Complications of sepsis and bacteremia
- 1. Osteomyelitis tends to occur in children, and more Gram-positive bacteria infections are common.
- 2. Myocarditis When Gram-positive bacteria are infected, bacterial toxins can invade myocardial tissue and cause myocarditis.
- 3. Gastrointestinal bleeding Sepsis caused by fungal infections is prone to gastrointestinal bleeding.
- 4. Septic shock Gram-negative bacilli are prone to cause septic shock.
Prognosis of sepsis and bacteremia
- The prognosis of sepsis is poor, with a mortality rate of 20% to 50%. Systemic inflammatory response syndrome, sepsis, sepsis, and septic shock reflect the different severity of the same disease. A survey found that the mortality rates were 7%, 16%, 20%, and 46%, respectively. The prognosis worsens as the disease progresses.
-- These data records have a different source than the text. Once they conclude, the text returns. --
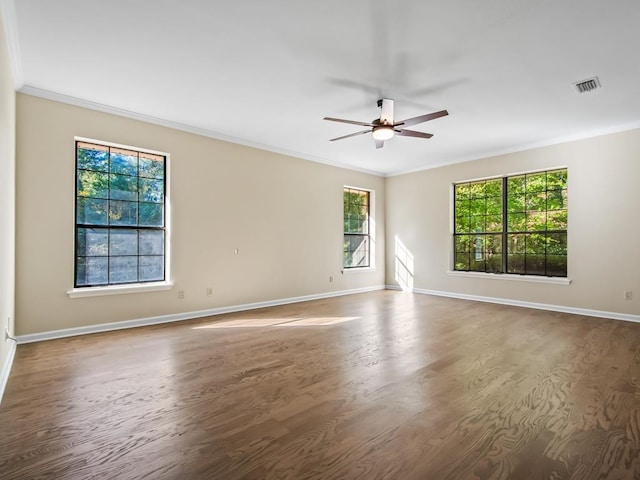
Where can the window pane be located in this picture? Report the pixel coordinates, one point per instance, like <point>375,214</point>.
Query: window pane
<point>493,188</point>
<point>557,179</point>
<point>536,182</point>
<point>92,184</point>
<point>557,220</point>
<point>537,201</point>
<point>92,211</point>
<point>493,244</point>
<point>151,242</point>
<point>556,244</point>
<point>463,243</point>
<point>535,243</point>
<point>151,190</point>
<point>515,263</point>
<point>536,221</point>
<point>93,157</point>
<point>516,222</point>
<point>555,200</point>
<point>91,271</point>
<point>462,191</point>
<point>462,261</point>
<point>123,269</point>
<point>476,190</point>
<point>515,204</point>
<point>477,206</point>
<point>494,206</point>
<point>494,263</point>
<point>151,268</point>
<point>476,265</point>
<point>476,224</point>
<point>516,243</point>
<point>123,213</point>
<point>123,242</point>
<point>463,207</point>
<point>494,223</point>
<point>151,166</point>
<point>462,224</point>
<point>515,185</point>
<point>557,265</point>
<point>535,264</point>
<point>151,214</point>
<point>92,242</point>
<point>356,250</point>
<point>123,187</point>
<point>124,162</point>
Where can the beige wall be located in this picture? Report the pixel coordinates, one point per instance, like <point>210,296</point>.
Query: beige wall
<point>603,228</point>
<point>283,214</point>
<point>7,198</point>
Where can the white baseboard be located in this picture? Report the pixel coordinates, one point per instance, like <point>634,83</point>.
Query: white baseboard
<point>106,327</point>
<point>518,303</point>
<point>6,368</point>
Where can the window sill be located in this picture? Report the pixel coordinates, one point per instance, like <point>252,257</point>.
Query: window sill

Pathogenesis of sepsis and bacteremia
- Changes in the body during sepsis are more common than activation of inflammatory responses than local infections, and they lack a clear targeted lesion in local reactions. Germs and their products escape local defenses and enter the circulatory system. Causes activation of intravascular complement and coagulation factors. Histamine and serotonin (5-HT) released by mast cells are activated systemically, leading to vasodilation and increased permeability. When local inflammation is severe, a large number of pro-inflammatory signals such as TNF can be released, causing circulating macrophages and neutrophils to be activated, and macrophages in distant sites, such as alveolar macrophages, and Kupffre cells in the liver. Is activated, causing activation of disseminated inflammatory cells. Inflammation at the systemic level is initiated, leading to systemic vasodilation, increased blood flow (high hemodynamic state), and systemic edema. The chemokines produced by the inflammatory response promote the interaction and migration of leukocytes and endothelial cells. The systemic pro-inflammatory cytokine chain reaction stimulates neutrophils to release lysosomal enzymes, interleukin-1, interleukin-6, and interleukin-8, and generates oxygen free radicals through respiratory bursts to kill engulfed bacteria and break down necrotic tissue It has the function of defending against bacteria. However, it can also cause damage to the vascular endothelium and surrounding areas. Inflammatory damage to the microcirculation causes platelet aggregation and vasoconstriction, eventually leading to the interruption of microcirculation and tissue destruction. The formation of necrotic tissue can trigger a focal inflammatory response and spread throughout the body, thus forming a vicious cycle. Tissue-specific destruction mediated by systemic inflammatory response is a direct mechanism for the development of multiple organ dysfunction.